28 janvier, 2013
Elle avait 44 ans. A la fin de 2012, elle a obtenu l'euthanasie dont elle rêvait depuis plusieurs années. Ann G. a été jugée « apte » (si l'on peut dire) dans la mesure où elle souffrait d'une affection psychiatrique qui lui causait une souffrance insupportable. La loi belge n'exige nullement, en effet, que la maladie justifiant l'euthanasie soit grave ou en phase terminale : ce qui compte, c'est la perception subjective de la souffrance et l'idée, chez le patient, qu'il n'y a pas d'amélioration possible. A peine demande-t-on dans cette situation une confirmation du diagnostic du médecin principal par un collègue.
Quelques mois avant sa mise à mort, Ann témoignait encore lors d'émissions téléivisées contre son psychiatre qu'elle accusait d'avoir eu des rapports non désirés avec elle. Aujourd'hui ceux qui l'ont connue ne savent pas si, oui ou non, ces abus ont précipité le désir d'euthanasie.
L'affaire de Ann G. est particulièrement frappante. En 2007, souffrant déjà d'anorexie depuis 25 ans, la patiente a contacté un écrivain, Kristien Hemmerechts, avec une demande « lourde ». Elle désirait que son histoire fasse l'objet d'un livre. Elle annonçait vouloir se suicider, mais pas avant d'avoir publié…
Pour Kristien Hemmerechts, ce n'était en aucun cas « un appel au secours ». « C'était bien une demande clairement formulée de mettre joliment fin à sa vie de cette manière-là. »
Son psychiatre traitant, Walter Vanderryken, a publiquement reconnu qu'il avait eu des relations interdites avec plusieurs de ses patientes, parmi lesquelles Ann G. « A ce moment-là elle avait déjà fait sa demande d'euthanasie », a-t-il déclaré selon Nieuwsblad.

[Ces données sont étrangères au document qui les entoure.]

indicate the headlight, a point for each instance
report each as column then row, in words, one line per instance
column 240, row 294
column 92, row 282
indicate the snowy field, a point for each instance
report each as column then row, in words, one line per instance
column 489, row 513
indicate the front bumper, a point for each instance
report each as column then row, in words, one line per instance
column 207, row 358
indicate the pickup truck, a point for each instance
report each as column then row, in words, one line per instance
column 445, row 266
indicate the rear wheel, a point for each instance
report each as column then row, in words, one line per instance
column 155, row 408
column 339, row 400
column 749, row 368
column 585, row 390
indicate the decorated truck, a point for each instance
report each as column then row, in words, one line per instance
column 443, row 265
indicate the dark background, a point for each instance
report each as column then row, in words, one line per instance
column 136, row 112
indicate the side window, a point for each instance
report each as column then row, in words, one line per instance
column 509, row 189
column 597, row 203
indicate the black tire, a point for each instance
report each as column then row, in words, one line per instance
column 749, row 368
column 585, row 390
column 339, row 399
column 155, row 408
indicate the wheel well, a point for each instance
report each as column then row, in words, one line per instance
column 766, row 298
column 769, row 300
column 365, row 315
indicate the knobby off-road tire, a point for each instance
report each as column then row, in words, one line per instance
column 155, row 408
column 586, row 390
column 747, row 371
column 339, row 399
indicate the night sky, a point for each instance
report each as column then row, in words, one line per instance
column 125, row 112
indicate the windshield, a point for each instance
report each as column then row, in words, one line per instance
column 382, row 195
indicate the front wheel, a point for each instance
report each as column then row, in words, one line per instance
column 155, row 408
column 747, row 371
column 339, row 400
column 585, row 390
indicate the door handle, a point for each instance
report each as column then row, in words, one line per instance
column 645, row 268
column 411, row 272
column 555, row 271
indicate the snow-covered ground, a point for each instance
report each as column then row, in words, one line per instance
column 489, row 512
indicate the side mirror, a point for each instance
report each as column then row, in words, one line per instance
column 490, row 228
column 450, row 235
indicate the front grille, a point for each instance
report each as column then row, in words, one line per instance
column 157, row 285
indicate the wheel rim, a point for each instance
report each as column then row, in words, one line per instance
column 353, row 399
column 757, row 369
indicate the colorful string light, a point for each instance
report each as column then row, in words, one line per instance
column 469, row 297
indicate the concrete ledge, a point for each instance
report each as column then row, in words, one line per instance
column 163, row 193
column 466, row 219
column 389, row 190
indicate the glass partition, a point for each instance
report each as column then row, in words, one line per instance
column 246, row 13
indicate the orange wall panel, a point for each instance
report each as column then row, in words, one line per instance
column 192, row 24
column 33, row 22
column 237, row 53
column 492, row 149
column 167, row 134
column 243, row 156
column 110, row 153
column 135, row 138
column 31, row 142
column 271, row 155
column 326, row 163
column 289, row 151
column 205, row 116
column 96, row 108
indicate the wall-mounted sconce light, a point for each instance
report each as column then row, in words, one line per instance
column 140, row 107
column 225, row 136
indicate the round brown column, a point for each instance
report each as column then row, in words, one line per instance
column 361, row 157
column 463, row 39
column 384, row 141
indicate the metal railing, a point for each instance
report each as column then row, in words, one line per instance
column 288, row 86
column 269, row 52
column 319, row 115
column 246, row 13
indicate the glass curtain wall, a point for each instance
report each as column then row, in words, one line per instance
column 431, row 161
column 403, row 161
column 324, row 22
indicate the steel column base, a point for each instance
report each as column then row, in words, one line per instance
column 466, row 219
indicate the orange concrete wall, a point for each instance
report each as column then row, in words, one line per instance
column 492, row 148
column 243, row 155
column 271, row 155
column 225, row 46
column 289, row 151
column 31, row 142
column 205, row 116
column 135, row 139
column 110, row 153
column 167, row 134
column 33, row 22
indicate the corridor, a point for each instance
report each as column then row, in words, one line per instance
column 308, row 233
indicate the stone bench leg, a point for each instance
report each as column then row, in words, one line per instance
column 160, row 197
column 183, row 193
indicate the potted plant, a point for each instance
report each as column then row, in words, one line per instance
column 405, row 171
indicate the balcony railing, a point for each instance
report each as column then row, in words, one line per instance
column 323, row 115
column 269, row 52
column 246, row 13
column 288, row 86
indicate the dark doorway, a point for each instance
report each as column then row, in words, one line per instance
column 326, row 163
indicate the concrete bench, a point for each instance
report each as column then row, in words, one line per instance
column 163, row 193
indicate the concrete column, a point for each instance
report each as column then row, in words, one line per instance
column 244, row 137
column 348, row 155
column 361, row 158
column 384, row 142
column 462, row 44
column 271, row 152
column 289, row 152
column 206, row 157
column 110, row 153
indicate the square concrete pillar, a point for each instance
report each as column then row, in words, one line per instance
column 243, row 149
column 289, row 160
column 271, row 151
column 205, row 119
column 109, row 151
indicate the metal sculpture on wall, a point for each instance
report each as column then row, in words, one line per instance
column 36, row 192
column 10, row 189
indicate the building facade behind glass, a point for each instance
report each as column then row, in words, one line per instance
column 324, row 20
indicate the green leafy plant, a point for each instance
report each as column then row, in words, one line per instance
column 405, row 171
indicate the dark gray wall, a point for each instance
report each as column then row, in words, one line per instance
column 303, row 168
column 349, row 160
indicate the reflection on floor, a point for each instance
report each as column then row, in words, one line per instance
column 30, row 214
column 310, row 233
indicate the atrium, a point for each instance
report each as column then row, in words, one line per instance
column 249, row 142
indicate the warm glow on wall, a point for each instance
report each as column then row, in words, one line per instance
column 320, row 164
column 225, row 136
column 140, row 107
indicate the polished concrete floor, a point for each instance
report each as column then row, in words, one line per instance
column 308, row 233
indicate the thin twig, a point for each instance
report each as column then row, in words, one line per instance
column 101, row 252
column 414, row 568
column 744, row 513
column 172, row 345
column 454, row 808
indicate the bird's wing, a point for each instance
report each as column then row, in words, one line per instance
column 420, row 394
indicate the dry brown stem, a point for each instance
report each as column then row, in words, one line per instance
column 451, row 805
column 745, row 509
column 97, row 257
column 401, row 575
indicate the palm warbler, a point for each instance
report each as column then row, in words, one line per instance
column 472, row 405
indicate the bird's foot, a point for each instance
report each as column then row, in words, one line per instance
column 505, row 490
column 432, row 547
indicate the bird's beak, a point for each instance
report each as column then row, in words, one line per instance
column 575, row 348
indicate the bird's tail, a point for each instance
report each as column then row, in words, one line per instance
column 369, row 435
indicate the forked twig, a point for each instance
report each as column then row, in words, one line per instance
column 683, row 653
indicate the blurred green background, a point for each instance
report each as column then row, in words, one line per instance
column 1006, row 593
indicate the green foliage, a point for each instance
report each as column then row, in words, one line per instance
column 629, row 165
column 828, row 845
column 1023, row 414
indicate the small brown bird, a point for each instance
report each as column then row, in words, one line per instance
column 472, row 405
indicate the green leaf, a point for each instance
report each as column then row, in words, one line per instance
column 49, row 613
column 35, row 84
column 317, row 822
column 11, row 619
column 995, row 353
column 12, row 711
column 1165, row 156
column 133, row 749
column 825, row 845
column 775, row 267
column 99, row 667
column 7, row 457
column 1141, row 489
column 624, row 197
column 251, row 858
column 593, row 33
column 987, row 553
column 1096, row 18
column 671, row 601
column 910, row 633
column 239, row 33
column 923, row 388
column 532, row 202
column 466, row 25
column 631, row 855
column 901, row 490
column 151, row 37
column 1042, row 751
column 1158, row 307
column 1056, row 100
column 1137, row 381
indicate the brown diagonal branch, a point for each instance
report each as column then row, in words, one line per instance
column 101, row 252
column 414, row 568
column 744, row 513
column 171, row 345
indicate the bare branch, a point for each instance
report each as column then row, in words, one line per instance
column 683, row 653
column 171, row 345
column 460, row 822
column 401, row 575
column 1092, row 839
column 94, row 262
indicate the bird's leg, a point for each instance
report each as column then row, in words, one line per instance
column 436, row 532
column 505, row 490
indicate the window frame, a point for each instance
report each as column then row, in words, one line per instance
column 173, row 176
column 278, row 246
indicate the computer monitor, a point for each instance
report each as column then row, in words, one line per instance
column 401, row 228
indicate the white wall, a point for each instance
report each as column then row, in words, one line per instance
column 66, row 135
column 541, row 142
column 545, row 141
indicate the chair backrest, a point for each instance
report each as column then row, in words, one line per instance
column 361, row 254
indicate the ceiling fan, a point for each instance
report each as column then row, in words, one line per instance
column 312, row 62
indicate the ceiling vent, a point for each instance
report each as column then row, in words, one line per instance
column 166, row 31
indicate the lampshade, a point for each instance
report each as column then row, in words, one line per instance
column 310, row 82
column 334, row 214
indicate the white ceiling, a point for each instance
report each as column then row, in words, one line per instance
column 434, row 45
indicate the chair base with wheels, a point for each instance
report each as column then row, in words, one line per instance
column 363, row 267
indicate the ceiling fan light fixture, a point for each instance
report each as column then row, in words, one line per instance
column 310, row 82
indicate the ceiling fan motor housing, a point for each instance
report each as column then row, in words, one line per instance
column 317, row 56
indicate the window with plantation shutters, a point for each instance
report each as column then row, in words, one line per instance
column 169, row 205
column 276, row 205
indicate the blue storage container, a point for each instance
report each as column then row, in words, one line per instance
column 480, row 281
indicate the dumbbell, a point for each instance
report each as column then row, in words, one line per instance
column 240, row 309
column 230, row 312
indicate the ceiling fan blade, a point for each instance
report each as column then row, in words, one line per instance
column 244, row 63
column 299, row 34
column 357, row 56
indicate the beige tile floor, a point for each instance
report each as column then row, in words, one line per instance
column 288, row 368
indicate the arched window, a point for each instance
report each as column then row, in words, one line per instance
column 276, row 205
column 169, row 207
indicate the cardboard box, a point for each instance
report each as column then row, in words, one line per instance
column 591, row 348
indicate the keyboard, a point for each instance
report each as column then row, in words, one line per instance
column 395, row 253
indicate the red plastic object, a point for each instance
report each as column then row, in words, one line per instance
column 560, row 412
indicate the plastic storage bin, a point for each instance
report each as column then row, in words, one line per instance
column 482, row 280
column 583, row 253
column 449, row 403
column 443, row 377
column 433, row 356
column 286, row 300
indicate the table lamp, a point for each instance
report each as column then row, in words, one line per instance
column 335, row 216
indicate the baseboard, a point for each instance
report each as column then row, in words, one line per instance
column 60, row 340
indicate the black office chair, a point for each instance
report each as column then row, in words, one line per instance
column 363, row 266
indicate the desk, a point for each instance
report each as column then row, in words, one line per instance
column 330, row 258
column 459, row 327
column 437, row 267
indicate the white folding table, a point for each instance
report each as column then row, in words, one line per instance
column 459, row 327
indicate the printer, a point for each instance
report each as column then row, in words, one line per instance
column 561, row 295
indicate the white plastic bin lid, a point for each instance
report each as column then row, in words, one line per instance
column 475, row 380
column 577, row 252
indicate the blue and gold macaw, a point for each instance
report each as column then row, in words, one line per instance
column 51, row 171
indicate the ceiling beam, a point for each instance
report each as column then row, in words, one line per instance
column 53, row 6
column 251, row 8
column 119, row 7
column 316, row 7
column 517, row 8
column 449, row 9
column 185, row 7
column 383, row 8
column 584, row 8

Kristien Hemmerechts raconte avoir espéré à ce moment-là que l'euphorie engendrée chez Ann G. par cet aveu de celui qui l'avait suivie depuis son adolescence allait lui redonner le courage de vivre :
« Elle n'avait jamais cru qu'il allait tomber de son piédestal. Mais l'euphorie fut de courte durée? Elle ne pouvait comprendre que personne n'empêchait Vanderryken de reprendre son travail. Il y a aussi le fait qu'il n'a jamais présenté d'excuses : cela la tourmentait beaucoup. Pour ce qui est d'une réaction humaine normale – dire pardon – la psychiatrie semble ne pas en être capable. »
Même si Mme Hemmerechts n'est pas en mesure d'affirmer que ce conflit a été directement responsable de la demande d'euthanasie de celle dont elle a suivi la vie pendant cinq ans, il est clair qu'Ann a toujours conservé sa « colère » à l'égard de son psychiatre, jusqu'à la dernière minute, programmée, de sa vie.
Les psychiatres belges affirment recevoir environ cinq demandes d'euthanasie par an de la part de femmes anorexiques, qu'ils n'arrivent pas toujours à soigner suffisamment pour qu'elles n'aient plus l'impression, comme Ann, d'« avoir un cancer dans la tête ». En général ils tentent cependant de dissuader leurs patientes en cherchant à améliorer leur prise en charge.
Pour Ann, victime de sa maladie comme de son thérapeute, c'est la mort qui a été choisie aussi bien par elle que par ses soignants qui ont laissé faire.